Geçtik. Sırayla dansları izledik. Gerçekten iyilerdi. Ama bakınca bizi zorlayacak olan bir grup vardı. Onlarda dansı bitirince gruplar hâlinde sahnedeki yerimizi aldık. Seyircilere bakınca önceden fark etmediğim bizimkiler vardı. Hepsi oradaydılar. Mutlu olmuştum açıkçası. Ama sanki bir şey vardı. Gülümsüyorlardı. Bir şey mi olmuştu acaba. Hadi ama bugün bir şey olmamalı. Babamlar da yoktu. Ya da ben görmemiştim.
-Sunucu- Evet. Tekrardan hoşgeldiniz. Tüm katılanlara teşekkür ederiz. Dansçılarımız için kocaman bir almış alabilir miyiz lütfen.. Şimdi üçüncüden başlıyoruz.
Üçüncü grup Ankara dan geliyordu. SuperCholote (Süperçikolata) hepsi esmerdi sanırım ondandi. İkinci grup Trabzon dan geliyordu. Bizim zorlanırız dediğim gruptu. Gerçekten iyilerdi. GoodBGs (İyiErkekKız) isimlerinin haklarını vermişlerdi. Sıra birincideydi.
-S- Birincimiz İstanbul'dan bir grup.
İstanbul'dan iki grup vardı. Biri bizdik.
-S- Birincimiz.

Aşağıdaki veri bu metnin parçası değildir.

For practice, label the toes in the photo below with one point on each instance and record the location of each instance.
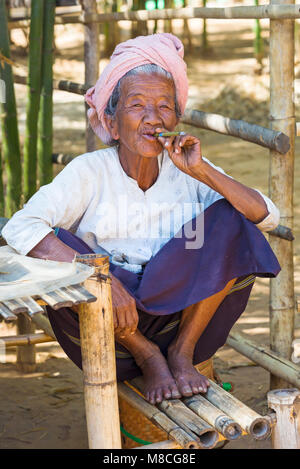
(196, 389)
(167, 392)
(152, 397)
(159, 396)
(186, 390)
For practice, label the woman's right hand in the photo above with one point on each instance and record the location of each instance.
(124, 310)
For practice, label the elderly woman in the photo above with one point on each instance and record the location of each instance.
(183, 237)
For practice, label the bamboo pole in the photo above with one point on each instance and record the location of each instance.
(98, 360)
(26, 339)
(2, 202)
(26, 359)
(9, 125)
(42, 322)
(278, 366)
(178, 434)
(258, 41)
(250, 421)
(236, 128)
(186, 419)
(168, 444)
(286, 431)
(220, 421)
(91, 61)
(282, 115)
(288, 11)
(33, 98)
(45, 124)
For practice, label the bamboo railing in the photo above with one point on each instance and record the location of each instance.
(33, 99)
(279, 11)
(281, 185)
(9, 126)
(45, 125)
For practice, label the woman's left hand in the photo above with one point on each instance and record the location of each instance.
(184, 150)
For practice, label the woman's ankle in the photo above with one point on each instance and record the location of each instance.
(140, 348)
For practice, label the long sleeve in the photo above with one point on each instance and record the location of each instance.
(209, 196)
(60, 203)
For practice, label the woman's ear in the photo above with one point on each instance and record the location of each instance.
(111, 124)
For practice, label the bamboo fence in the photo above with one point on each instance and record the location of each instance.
(91, 61)
(281, 184)
(272, 11)
(33, 99)
(282, 303)
(45, 136)
(9, 127)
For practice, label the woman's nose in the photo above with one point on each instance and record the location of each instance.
(152, 116)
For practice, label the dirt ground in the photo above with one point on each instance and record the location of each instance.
(45, 409)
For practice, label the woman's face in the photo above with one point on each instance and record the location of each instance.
(146, 103)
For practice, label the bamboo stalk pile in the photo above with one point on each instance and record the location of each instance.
(200, 421)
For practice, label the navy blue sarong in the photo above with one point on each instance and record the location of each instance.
(177, 277)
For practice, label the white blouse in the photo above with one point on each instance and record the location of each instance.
(95, 199)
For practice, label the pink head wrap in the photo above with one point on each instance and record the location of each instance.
(163, 49)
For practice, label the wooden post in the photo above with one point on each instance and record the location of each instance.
(286, 431)
(45, 125)
(98, 360)
(9, 125)
(282, 115)
(91, 62)
(281, 367)
(26, 353)
(33, 99)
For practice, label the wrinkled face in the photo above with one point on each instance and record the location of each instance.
(146, 103)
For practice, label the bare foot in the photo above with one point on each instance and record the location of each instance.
(189, 381)
(159, 384)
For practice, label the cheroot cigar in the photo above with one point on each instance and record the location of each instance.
(168, 134)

Ne. Abdı.. neden böyle bir isim seçtiler ki. Ah okuyamıyorum. Abdıkıçıstık yazıyor sanırım.
Kahkahalar eşliğinde birinciliğimiz söylenmişti. Cidden mi? Şuan buna inanmak çok zor geliyordu. Hepsine teker teker minnettardım.
-B- Kazandık sevgilim. Neden öylece duruyorsun?

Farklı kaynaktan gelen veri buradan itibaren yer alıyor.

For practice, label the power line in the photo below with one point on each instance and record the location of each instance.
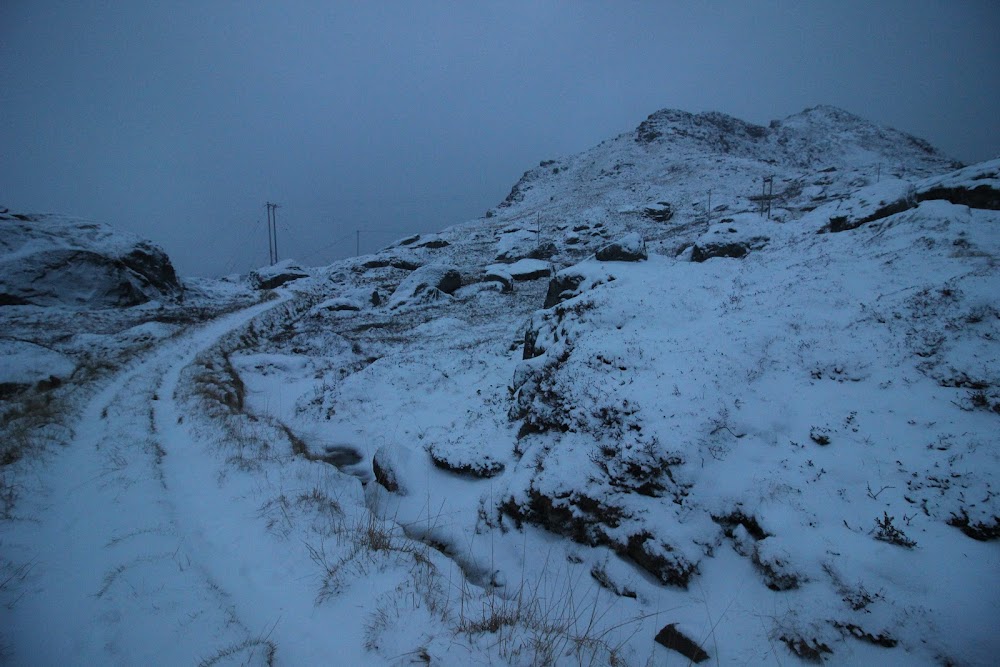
(272, 231)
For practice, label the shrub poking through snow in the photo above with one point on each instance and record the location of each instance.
(886, 531)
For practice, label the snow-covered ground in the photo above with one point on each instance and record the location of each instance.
(785, 451)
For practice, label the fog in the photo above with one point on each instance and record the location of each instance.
(177, 121)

-R- İnanamıyorum. Bu benim hayalimden biriydi biliyorsun. Şimdi ikincisine gideceğiz. Berke...bu çok güzel.
-B- İnanmalısın. Hadi ama..
Sarılmıştım. Bu çok güzeldi. Allah'ım gerçekten çok mutluydum. Ödülü aldık.
-S- Birincilerimizi tebrik ediyor, sıradaki yarışmada başarılarını diliyorum. İyi günler.
Bitmişti. Elimde ödül öylece duruyordum. Bir kaç dans hayranı oldukları belli olan gençler geldi. Bizimle çalışmak istediklerini söylediler. Berke de broşürümüzü vermişti. Fotoğraf çekildikten sonra gittiler. Bizimkiler de gelmişti. Sırayla sarıldık.
-S- Bizimde bir ödülümüz var elbette.
Bir paket vermişlerdi. Açtığımda YouTube plaketi vardı. Dansları oraya yüklüyorduk ve büyümüştük. Plaket tebrik plaketiydi. Ahh gerçekten çok iyiydi. Çok mutluydum. Aynı zamanda korkuyordum. Buraya kadar gelmişken her şeyin bozulmasından. Büyü gibi... Beraber kafede kutladık. Birazda eğlendikten sonra evlere dağıldık. Eve gittiğimde kimse yoktu. Masanın üstünde bir not vardı.. Uğur dan*Abla bunu okuduğun zaman beni ara!*
Aramıştım yazdığı gibi.
-Ne oldu? Kazandım biliyor musun? O kadar mutlu..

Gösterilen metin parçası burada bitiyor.